On December 18, 1996, defendants moved for reconsideration of several aspects of the court's determination of the pending motions for summary judgment in its December 4, 1996, memorandum opinion, 950 F. Supp. 1454. In particular, defendants took issue with any finding that it was undisputed that the creditor bank ultimately released the Be-Mac stock and with the court's consideration of the legal effect of the rescission judgment. On June 25, 1997, this motion was summarily denied. In their Memorandum in Opposition to the motion for reconsideration, filed December 30, 1996, plaintiffs counter defendants' arguments. Specifically, at page 7 of their memorandum, plaintiffs argue that, even if defendants are light about any failure to transfer the Be-Mac stock under Missouri law, this court properly held that defendants were responsible for the withdrawal liability under federal law.
The undersigned is appreciative when a party in good faith points out a putative error the court may have made when making a specific finding or conclusion, regardless of whether the finding or conclusion is ultimately decided to be erroneous or correct.
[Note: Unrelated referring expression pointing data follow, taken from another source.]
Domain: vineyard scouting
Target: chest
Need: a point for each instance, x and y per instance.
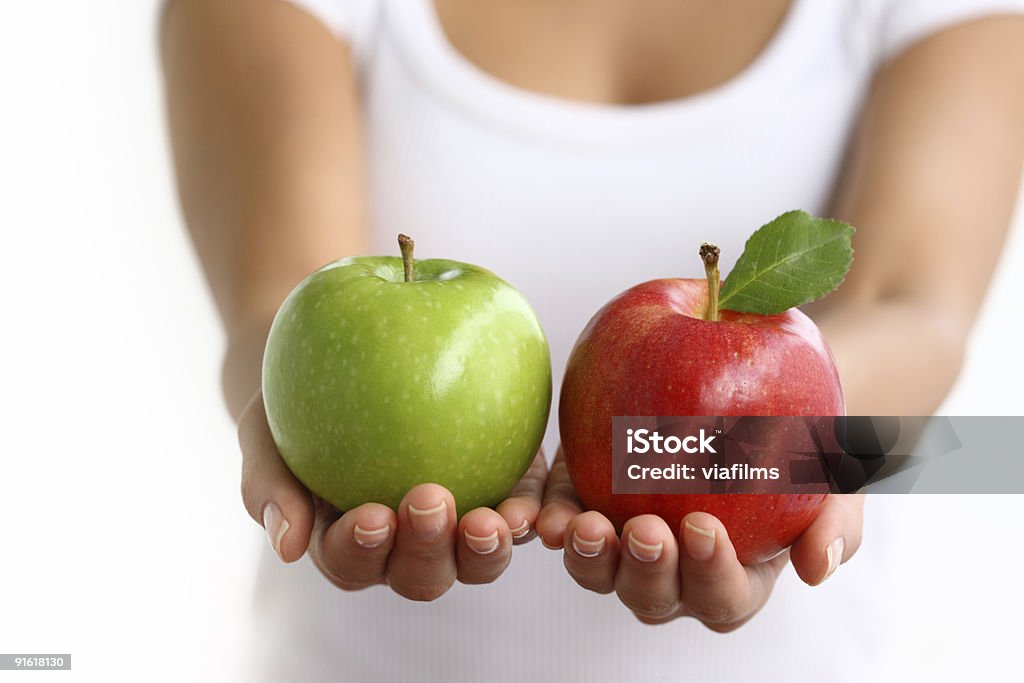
(610, 51)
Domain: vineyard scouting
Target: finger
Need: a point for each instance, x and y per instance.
(352, 551)
(483, 546)
(830, 540)
(717, 589)
(592, 552)
(270, 493)
(560, 504)
(647, 581)
(422, 565)
(520, 509)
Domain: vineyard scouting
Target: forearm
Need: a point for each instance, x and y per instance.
(894, 357)
(263, 117)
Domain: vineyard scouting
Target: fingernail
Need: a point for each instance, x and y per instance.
(644, 551)
(587, 548)
(371, 538)
(834, 553)
(699, 542)
(428, 521)
(521, 530)
(275, 525)
(548, 546)
(482, 545)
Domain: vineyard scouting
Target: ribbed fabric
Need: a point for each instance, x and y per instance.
(572, 203)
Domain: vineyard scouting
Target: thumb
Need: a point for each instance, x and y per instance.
(270, 493)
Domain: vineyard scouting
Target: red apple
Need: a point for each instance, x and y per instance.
(651, 351)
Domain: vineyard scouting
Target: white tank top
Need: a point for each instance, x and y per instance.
(572, 203)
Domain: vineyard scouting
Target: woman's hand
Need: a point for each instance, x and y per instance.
(419, 552)
(662, 575)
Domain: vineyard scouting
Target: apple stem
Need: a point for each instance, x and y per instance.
(406, 245)
(709, 254)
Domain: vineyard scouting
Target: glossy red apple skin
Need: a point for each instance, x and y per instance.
(650, 352)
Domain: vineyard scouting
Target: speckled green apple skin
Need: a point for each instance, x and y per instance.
(374, 385)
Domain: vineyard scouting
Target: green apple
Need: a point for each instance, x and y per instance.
(382, 373)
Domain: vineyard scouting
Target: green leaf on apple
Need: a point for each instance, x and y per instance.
(793, 260)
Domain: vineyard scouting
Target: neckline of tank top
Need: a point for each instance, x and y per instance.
(424, 49)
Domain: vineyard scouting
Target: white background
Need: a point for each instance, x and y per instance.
(122, 537)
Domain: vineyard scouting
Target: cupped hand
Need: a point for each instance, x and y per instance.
(662, 573)
(419, 551)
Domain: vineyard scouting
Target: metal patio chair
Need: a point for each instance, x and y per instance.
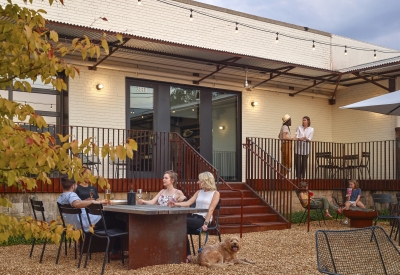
(364, 251)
Such opportunities to revisit specific issues are usually rare, but can be especially valuable in fact intensive decisions such as this case. It was not unlawful for defendants to ask the court to revisit areas of cardinal dispute. Defendants' counsel did not violate Rule 11 by the arguments made in their motion for reconsideration, even though the motion was ultimately held to be without merit and was overruled.
The Clerk is directed to transmit this Memorandum to the United States Court of Appeals for the Eighth Circuit, with copies to all counsel.NOTES
 See Trans. of Proceedings in United States District Court for the Western District of Missouri on February 4, 1994, Motion Exh. A-1, filed June 18, 1997, at pp. 11-12 (regarding the court's concern about no representative of the creditor bank or of the bankruptcy estate of Be-Mac being present, defendants' counsel stated, "It [(a default rescission judgment)] would not bind anybody that is not a party.").